The recurring theme with these grand older homes is a beautiful exterior, built to last 200 years, and an interior floor plan that just doesn’t work for the way people live today, because we don’t have servants. Our task from a program standpoint was to re-orient the whole house for contemporary use. More than anything, that means the kitchen must go from hidden to ‘heart of the home.’
Prior to the current owner, the same family lived in the house for 75 years. Although in good condition, it needed massive updating of the layout, decor and building systems.
But first, we would need to gut this hundred year old house in Philadelphia’s Chestnut Hill and remove all of the old heating system, so we knew the owner couldn’t live there during construction. The property did have a separate carriage house and chauffeur’s quarters, though, so we renovated that first and turned it into a contemporary apartment.
The owner was very pleased with it. The two garage bays became an open kitchen-living- and dining room. With 1,000 square feet of living space now, he and his daughter moved in there until the main house is complete.

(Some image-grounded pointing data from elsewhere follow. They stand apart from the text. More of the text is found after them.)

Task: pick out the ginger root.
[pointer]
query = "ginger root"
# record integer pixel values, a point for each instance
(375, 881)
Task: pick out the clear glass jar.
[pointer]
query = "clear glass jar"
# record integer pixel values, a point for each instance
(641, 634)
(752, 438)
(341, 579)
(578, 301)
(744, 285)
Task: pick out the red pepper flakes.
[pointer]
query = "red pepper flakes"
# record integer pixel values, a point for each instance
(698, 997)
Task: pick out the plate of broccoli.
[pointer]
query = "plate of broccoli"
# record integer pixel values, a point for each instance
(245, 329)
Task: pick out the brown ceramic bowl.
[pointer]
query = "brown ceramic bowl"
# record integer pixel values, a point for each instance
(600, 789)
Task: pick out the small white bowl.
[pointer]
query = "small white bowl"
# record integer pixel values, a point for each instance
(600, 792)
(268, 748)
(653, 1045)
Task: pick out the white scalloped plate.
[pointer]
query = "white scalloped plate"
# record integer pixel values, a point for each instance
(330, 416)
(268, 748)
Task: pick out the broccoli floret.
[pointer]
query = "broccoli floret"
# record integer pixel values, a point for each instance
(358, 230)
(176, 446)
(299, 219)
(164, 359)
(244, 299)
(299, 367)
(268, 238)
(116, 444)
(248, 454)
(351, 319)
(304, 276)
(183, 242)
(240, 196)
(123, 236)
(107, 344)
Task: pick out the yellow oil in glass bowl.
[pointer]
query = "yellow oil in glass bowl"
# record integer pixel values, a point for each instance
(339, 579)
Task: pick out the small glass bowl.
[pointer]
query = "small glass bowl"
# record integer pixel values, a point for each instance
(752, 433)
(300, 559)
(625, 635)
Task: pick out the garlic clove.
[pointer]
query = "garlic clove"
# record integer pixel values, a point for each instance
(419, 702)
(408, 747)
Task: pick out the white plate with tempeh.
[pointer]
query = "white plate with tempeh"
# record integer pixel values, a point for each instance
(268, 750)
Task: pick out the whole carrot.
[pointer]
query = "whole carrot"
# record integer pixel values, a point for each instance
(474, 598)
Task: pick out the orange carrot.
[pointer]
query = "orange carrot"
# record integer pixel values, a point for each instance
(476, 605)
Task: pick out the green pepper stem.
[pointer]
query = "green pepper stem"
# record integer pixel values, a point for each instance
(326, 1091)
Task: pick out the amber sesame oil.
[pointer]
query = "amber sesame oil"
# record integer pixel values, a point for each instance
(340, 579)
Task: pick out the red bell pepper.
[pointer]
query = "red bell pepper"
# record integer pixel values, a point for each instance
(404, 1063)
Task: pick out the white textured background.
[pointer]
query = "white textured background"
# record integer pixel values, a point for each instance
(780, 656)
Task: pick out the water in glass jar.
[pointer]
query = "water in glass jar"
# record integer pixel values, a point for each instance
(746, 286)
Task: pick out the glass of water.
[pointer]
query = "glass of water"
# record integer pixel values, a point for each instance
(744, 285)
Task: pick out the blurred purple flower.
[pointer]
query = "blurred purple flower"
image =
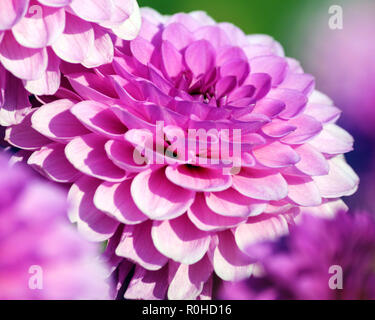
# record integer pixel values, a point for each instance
(344, 64)
(298, 266)
(42, 257)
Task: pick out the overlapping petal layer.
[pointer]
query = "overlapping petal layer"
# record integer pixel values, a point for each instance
(180, 213)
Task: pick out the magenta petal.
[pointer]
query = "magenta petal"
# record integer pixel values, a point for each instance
(231, 203)
(275, 66)
(122, 153)
(24, 63)
(303, 191)
(261, 185)
(55, 121)
(198, 178)
(39, 31)
(148, 285)
(333, 140)
(99, 118)
(230, 264)
(24, 136)
(115, 200)
(312, 162)
(158, 198)
(91, 222)
(260, 229)
(101, 52)
(340, 181)
(87, 154)
(172, 59)
(11, 12)
(180, 240)
(200, 57)
(188, 280)
(74, 43)
(207, 220)
(14, 99)
(136, 245)
(276, 155)
(51, 162)
(295, 102)
(49, 82)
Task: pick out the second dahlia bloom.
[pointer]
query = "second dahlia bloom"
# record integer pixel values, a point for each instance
(42, 256)
(305, 264)
(177, 215)
(37, 37)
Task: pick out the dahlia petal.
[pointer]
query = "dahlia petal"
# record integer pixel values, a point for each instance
(340, 181)
(333, 140)
(307, 128)
(91, 222)
(55, 121)
(23, 136)
(115, 200)
(55, 3)
(98, 118)
(51, 162)
(188, 280)
(24, 63)
(136, 245)
(295, 102)
(158, 198)
(303, 191)
(148, 285)
(207, 220)
(178, 35)
(180, 240)
(74, 43)
(92, 10)
(198, 178)
(101, 52)
(261, 82)
(260, 229)
(87, 154)
(172, 59)
(312, 162)
(12, 12)
(49, 82)
(92, 87)
(14, 99)
(274, 66)
(276, 155)
(122, 153)
(200, 57)
(260, 185)
(129, 29)
(322, 112)
(40, 28)
(142, 50)
(230, 264)
(269, 107)
(231, 203)
(301, 82)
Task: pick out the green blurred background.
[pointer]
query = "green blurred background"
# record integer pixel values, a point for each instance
(281, 19)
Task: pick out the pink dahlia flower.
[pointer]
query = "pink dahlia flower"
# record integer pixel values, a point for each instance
(42, 256)
(38, 36)
(325, 259)
(119, 135)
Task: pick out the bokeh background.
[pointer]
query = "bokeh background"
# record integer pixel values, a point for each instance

Now to the larger part of the project: The layout of the rooms in the main house was the same as it had always been, with formal “public” and family wings, and “backstairs” areas for the servants. On the first floor, the public spaces included the dining room, den and living room. Upstairs were two identical bedrooms facing the park, each with a fireplace and a bathroom. The bathrooms had adjoining doors. We have to assume these separate rooms were for the mister and missus.
When we took these rooms apart, we found matching wall safes as well, located in the bathrooms and embedded in the outside wall. The new owner somehow figured out the combination, so we salvaged the safes and will repurpose them.